Modified versions of eight indexing programs (ITO12, FJZN6, DICVOL91, TREOR90, POWDER [TAUP], TMO [KOHL], LZON and LOSH) are incorporated, under the overall control of CRYS, a data-handling front-end and indexing wizard.

The results from each indexing program are displayed, and one-line summaries of its solutions are added to an overall summary file and presented in descending order of plausibility, as we shall see in a minute.

Crysfire is distributed free for non-commercial use from the CCP14 website (www.ccp14.ac.uk).

Some Current Issues and Opportunities

1) Incorporation of instrument parameters

Uncertainties over the effective specimen position are common, even for synchrotron data. At low angles this mainly shows as a zero error, so can be corrected by self-calibration (Shirley, 1980; PowderX: Dong, 1999), either as a fixed 2q zero term, or more exactly as one varying with cos q , though the difference is small at low angles. It could also provide a heuristic for distinguishing correct zones, since these should have the same correction term.
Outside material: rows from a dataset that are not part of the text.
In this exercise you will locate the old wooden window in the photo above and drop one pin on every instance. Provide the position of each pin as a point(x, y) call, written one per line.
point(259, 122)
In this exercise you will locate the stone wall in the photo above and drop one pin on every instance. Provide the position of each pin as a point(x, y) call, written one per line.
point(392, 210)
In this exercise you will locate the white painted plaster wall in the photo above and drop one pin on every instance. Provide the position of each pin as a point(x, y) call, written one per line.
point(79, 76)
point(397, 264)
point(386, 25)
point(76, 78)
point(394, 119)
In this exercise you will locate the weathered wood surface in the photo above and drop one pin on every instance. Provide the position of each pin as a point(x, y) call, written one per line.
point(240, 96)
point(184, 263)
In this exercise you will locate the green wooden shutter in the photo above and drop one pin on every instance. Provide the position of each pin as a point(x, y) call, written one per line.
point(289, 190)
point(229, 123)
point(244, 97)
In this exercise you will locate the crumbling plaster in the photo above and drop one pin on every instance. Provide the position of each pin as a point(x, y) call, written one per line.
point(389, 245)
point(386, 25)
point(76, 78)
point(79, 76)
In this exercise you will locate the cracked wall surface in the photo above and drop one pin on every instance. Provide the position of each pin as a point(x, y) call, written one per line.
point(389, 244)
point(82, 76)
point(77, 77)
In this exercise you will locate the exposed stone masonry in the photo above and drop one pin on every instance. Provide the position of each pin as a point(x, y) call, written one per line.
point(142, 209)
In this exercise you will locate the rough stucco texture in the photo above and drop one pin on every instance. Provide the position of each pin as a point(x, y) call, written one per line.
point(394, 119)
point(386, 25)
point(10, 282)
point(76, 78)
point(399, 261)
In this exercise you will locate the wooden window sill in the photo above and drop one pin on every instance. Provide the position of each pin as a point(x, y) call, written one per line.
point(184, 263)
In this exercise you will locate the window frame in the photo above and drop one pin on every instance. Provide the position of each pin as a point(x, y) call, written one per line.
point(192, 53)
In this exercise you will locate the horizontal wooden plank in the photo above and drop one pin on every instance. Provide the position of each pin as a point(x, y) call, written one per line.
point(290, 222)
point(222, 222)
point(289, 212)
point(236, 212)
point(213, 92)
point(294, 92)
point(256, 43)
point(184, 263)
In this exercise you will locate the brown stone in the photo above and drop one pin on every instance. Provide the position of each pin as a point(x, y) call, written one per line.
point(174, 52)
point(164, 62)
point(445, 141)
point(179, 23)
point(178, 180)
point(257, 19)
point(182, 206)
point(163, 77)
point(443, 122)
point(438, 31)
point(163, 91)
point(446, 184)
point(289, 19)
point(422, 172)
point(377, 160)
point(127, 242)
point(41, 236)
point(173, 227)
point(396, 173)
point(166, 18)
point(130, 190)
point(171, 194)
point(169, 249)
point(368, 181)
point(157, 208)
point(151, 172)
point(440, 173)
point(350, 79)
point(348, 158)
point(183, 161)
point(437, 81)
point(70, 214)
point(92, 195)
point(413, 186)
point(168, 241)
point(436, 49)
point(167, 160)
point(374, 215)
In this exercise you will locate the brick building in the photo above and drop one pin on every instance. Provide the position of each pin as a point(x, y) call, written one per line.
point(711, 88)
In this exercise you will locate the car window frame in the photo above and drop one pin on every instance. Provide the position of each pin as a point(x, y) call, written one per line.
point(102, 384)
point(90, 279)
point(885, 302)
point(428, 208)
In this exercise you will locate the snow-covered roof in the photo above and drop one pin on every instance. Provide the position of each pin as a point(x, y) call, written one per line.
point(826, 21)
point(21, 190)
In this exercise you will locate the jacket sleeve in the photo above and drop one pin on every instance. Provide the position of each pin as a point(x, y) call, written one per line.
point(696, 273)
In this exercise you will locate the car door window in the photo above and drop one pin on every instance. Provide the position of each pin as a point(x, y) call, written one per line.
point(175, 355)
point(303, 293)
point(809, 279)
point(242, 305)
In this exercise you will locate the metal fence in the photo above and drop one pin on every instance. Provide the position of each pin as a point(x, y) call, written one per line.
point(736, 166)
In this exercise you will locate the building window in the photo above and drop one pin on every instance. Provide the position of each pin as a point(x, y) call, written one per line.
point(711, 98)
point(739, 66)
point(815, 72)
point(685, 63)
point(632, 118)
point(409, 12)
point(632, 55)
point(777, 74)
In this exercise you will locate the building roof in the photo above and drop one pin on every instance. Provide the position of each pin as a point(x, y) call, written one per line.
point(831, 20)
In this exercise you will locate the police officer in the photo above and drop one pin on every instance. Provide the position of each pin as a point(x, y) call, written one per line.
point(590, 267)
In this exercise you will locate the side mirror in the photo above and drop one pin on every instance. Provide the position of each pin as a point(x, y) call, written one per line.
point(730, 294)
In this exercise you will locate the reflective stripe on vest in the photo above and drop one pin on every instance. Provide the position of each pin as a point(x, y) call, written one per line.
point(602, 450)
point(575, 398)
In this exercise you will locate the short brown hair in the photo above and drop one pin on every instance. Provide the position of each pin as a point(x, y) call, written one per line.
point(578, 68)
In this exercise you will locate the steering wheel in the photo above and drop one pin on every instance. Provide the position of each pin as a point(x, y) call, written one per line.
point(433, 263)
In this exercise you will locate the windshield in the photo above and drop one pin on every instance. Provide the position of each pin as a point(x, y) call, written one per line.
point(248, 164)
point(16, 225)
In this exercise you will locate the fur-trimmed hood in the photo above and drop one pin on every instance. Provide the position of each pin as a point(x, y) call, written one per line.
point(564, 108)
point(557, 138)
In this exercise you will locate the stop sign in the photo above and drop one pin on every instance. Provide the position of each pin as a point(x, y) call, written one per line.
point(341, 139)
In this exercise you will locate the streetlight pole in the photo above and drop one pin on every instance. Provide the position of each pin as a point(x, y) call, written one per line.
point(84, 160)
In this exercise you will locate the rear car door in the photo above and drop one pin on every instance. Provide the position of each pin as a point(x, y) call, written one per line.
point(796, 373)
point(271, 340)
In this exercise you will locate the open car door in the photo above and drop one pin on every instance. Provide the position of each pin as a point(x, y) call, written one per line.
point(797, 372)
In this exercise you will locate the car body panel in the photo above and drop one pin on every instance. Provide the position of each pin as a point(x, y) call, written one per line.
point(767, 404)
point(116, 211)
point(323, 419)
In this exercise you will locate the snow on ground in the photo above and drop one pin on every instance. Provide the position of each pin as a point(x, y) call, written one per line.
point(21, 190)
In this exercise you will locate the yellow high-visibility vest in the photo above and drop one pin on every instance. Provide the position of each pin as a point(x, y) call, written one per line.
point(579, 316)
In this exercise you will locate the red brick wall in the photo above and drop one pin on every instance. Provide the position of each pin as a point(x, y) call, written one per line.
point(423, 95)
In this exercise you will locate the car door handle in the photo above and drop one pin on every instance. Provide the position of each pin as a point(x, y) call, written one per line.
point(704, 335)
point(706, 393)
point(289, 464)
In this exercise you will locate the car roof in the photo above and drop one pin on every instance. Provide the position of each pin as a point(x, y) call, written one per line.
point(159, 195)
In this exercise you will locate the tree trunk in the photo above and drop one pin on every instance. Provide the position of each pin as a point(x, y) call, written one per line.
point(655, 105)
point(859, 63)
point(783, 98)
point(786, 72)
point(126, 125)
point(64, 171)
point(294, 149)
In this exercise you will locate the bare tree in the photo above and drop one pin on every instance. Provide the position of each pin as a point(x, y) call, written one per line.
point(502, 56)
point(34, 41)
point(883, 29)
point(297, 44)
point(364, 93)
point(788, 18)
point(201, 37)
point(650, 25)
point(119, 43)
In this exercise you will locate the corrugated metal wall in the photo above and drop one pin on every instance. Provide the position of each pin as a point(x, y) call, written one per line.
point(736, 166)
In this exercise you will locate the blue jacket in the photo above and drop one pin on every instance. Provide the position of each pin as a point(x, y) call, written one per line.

2) Incomplete-solution criteria

Figures of merit like M₂₀ and F_N rely on the solution being complete and accounting for all observed lines. Often this is enforced by excluding "unindexed" lines – observed lines that fail to agree closely enough with calculation (thus modifying the data to fit the model, not a prudent practice).

The Ishida & Watanabe PM figure of merit doesn’t assume a complete model, allowing solutions to be developed and tested incrementally, and one phase indexed in the presence of others.

3) Sparse datasets (High-P/High-T)

There’s a growing need to index datasets with fewer observed lines than usual, due to unavoidable experimental restrictions, but this needs to be reconciled with the degrees-of-freedom arguments raised earlier.

4) Scale independence – can one index a protein pattern?

Formally the indexing problem is scale independent – it uses only relative dimensions and doesn’t care if everything gets 10 times bigger. This has been verified experimentally. But it’s well known that in practice large cells make indexing harder. Although indexing is scale independent, instrument resolution and accuracy are not, so if the d-spacings are 10 times bigger, the data must be 10 times better. And yes, Bob von Dreele has indexed some protein patterns, at least in high symmetry - Crysfire now includes scale-shifting to support this.

5) Co-operation between programs

Indexing-related software tends no longer to operate in isolation, but to co-operate with other programs. Thus the Laugier & Bochu CHEKCELL program can browse the list of trial solutions in a Crysfire summary file and assign probable spacegroups.

Crysfire demonstration

Now for a live demonstration of indexing the easy way, using Crysfire – it should take under 2 minutes (time me).

[This showed an ab initio indexing run launched from within Crysfire using KOHL on a Y₂(oxalate)₃.2H₂O test dataset. A 648.7A³ C-centred monoclinic cell with M₂₀=113 was found in 8 seconds, with the whole demonstration completed within 1 min 45 sec.]

Conclusions

The powder-indexing problem is now well understood, though not always solved. Powerful programs are available and becoming more widely used. However, in view of its growing importance, much remains to be done - to make these tools more accessible and better integrated, to address difficult problems of mixed phases and sparse data, and to explore some of the new approaches that I’ve mentioned.